What happens if I can’t pay my Energy Bills?

If you find it challenging to pay your energy bills, rest assured that you have plenty of options to reduce your energy consumption or seek financial assistance from the government, providing a safety net and support in times of need.

First, you should speak directly to your supplier to see if they can assist. For example, some companies can agree on a payment plan where you find a flexible new way to make your bills.

Some of the schemes that exist to help you pay your bills include:

  • Warm Home Discount Scheme
  • Winter Fuel Payment
  • Cold Weather Payments
  • Household Support Fund
  • Cost of Living Payments

Many of these initiatives are only available to people with certain benefits, so you should research each scheme to determine if you are applicable and how to apply.

Improving your house’s energy efficiency could also improve its long-term performance. For example, suppose your Energy Performance Certificate rating is low. In that case, your energy usage is likely higher, whereas if your house is energy efficient, you may need to use less electricity and gas.

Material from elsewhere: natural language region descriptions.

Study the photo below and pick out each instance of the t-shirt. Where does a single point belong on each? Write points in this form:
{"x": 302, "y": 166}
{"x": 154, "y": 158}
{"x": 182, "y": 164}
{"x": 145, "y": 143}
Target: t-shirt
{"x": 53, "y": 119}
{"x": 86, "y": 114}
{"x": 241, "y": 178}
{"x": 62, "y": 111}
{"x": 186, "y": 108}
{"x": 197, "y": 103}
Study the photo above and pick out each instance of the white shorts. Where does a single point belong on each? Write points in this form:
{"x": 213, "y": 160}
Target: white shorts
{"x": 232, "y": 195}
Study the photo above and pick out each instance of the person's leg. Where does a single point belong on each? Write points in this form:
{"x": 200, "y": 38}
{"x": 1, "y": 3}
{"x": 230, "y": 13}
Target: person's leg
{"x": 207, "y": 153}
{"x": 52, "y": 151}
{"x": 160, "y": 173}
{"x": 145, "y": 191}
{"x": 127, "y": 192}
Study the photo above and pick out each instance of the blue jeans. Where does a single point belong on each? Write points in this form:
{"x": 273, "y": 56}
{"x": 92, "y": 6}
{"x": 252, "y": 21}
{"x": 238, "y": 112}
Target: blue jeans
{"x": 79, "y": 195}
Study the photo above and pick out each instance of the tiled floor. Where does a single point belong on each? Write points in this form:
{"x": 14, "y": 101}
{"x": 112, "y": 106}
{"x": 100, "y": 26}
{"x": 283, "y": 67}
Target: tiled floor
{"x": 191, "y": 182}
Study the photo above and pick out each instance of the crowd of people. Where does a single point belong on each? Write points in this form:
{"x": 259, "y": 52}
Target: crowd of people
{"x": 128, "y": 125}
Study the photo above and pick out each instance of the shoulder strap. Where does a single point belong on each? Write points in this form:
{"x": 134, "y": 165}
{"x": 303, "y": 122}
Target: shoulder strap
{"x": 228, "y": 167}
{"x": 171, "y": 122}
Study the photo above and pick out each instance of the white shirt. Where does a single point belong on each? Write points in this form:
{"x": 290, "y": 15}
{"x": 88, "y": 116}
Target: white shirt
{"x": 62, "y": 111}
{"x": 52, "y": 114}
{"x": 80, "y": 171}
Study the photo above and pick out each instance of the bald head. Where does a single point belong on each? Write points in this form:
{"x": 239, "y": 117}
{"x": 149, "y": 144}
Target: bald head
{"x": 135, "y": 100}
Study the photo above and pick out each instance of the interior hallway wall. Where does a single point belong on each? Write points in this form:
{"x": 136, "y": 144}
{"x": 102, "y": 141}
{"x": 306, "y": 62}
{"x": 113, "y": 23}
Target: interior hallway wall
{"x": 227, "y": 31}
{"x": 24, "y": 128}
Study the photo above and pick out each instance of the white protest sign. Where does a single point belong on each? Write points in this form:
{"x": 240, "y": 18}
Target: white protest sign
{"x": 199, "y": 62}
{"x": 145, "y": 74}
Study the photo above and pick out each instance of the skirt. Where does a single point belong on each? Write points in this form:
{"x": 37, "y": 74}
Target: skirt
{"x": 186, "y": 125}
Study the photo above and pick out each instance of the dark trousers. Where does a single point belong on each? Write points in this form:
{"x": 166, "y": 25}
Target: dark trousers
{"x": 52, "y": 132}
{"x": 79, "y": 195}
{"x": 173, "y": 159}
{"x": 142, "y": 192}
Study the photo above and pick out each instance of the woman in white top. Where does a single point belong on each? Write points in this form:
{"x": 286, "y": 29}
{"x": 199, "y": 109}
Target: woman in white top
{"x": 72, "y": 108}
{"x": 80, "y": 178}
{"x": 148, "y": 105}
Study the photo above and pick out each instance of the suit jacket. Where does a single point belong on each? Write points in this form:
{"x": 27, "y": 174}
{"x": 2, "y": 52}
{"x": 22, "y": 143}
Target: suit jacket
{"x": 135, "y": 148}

Does Energy Efficiency impact property value?

Energy efficiency is a hot topic at the moment – and as a general rule, houses that are more energy efficient tend to be considered more valuable. This is because they will have reduced monthly energy bills and, therefore, can save the owners a large amount of money (compared to a less efficient house) in the long term.

What happens if you don’t pay your energy bill?

If you do not pay your energy bill, your supplier may cut off your supply. If you cannot meet your payments and don’t know where to turn, you could be thrown into all sorts of financial difficulties.For people facing enormous financial difficulty, selling your property fast (within seven days) to a cash house buyer can be an excellent option. Although you will receive below the market rate for your property, you can get the funds into your account once you complete and therefore get your finances (and life) back on track.